An interview with Emerson Norteman (they/them), currently a Junior at Connecticut College majoring in Anthropology with a concentration in Archaeology, double minor in Classics (Medieval track) and Art History, and following the Museum Studies pathway. Outside of academics, they can be found reading voraciously, writing poetry or fiction, playing violin, Irish Fiddle, or piano, acting, singing, drawing, or knitting! Their favorite genres to read are historical fiction, fantasy, realistic fiction, poetry, and adventure.

What’s the last great book you read?

I’m currently reading I Am I Am I Am by Maggie O’Farrell, and it’s absolutely riveting. It’s a memoir of the author’s life told through seventeen brushes with death in non-chronological snippets that are wonderful on their own but together weave a vivid, heartfelt tapestry of an incredible life. Her vivid prose and honesty captivated me from page one, and I haven’t put it down since! Update: I read it all in a couple of hours and then immediately started it over again – it’s that good.

Was there an author who particularly inspired you?

Yes! Though I had many favorite authors growing up, only one inspired me to start writing my own books when I was a kid – Edgar Allan Poe. I’ve always loved the genres of mystery and horror and his eloquent, macabre short stories inspired me to undertake my own tales of psychological horror. While I tend to write historical fiction and fantasy more often now, I hold a special place in my heart for Poe’s deeply human, existential side of mystery and psychology that lingers in my writing today. More recently, other writers have also inspired me, such as the works of Maggie Stiefvater and Samuel Beckett.

What books do you find yourself returning to again and again?

I tend to read books over and over again out of comfort and familiarity, and I love finding details and themes that I had originally missed. These are the few books that traveled to my limited bookcase at Conn, the ones I would happily stay up all night reading if it weren’t for morning classes. Some of my favorites are The Little Prince by Antoine de Saint-Exupéry, a well-worn copy of The Four Tragedies by William Shakespeare, and Waiting for Godot by Samuel Beckett. I will never tire of these favorites.

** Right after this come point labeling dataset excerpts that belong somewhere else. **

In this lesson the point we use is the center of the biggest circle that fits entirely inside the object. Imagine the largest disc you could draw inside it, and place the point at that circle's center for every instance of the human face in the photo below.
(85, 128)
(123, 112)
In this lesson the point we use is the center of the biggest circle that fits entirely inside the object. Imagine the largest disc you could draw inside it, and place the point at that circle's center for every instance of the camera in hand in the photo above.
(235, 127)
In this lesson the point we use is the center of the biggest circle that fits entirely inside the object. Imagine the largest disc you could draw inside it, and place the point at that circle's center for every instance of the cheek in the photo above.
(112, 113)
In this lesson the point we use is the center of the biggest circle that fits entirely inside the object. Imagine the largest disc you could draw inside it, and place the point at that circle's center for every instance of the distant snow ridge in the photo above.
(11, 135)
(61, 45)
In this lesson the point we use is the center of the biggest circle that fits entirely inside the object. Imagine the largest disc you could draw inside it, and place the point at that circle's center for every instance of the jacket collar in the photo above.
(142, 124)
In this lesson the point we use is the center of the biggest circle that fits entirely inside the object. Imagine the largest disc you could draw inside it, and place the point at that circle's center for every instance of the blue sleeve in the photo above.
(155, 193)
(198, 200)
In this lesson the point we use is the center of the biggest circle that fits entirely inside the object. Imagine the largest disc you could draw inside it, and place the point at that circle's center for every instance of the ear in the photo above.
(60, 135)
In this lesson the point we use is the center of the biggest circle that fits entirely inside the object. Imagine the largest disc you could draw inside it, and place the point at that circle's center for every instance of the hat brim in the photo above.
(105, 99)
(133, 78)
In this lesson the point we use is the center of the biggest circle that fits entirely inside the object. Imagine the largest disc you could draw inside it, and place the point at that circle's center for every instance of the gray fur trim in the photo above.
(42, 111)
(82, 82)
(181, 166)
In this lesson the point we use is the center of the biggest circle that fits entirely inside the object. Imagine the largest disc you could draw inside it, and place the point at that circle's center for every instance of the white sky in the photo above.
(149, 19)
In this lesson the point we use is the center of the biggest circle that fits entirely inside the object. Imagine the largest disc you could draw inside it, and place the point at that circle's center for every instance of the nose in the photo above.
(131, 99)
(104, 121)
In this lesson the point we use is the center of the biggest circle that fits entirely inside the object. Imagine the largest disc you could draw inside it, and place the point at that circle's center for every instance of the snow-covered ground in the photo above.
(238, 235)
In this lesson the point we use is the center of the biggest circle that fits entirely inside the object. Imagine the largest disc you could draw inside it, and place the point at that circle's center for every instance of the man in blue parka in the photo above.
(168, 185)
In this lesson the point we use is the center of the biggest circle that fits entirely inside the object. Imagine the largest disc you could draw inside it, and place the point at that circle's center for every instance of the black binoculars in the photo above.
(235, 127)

How do you organize your books?

My bookcase at home is organized first by color and then by size, with the largest books on the edges and the smallest ones in the center. Additionally, for some of my older books and the old copies of dictionaries that I’ve collected (yes, I’m that nerdy – but I work in the library, what did you expect?) are separated by Classic fiction and Classic nonfiction. There are also stacks separated by Graphic Novel and other categories. It’s all an organized chaos, I promise. Can one ever have too many bookcases?

Disappointed, overrated, just not good: What book did you feel as if you were supposed to like, and didn’t? Do you remember the last book you put down without finishing?

This probably will read as controversial, especially since I’ve now established myself a lover of the Classics, but one book that I really tried to love from AP English Literature summer reading was Charles Dickens’ David Copperfield. Though I’ve liked some of Dickens’ other works, I found this book to be drawn out and prolonged, probably because Dickens was being paid for it in installments and at that time in his life he was swamped by debt. I felt like I should love some of the acclaimed classics, especially since Dickens is revered for portraying the lives of the lower classes accurately in Victorian literature, which wasn’t done at the time, but I personally found that absorbing so much of his normally dense, florid prose was headache-inducing. Don’t tell my fellow literature nerds though. I don’t remember the last book that I put down without finishing because I usually try to forge on ahead out of sheer stubbornness because I owe it to the author who spent so much time laboring over their brain child to not give it a chance.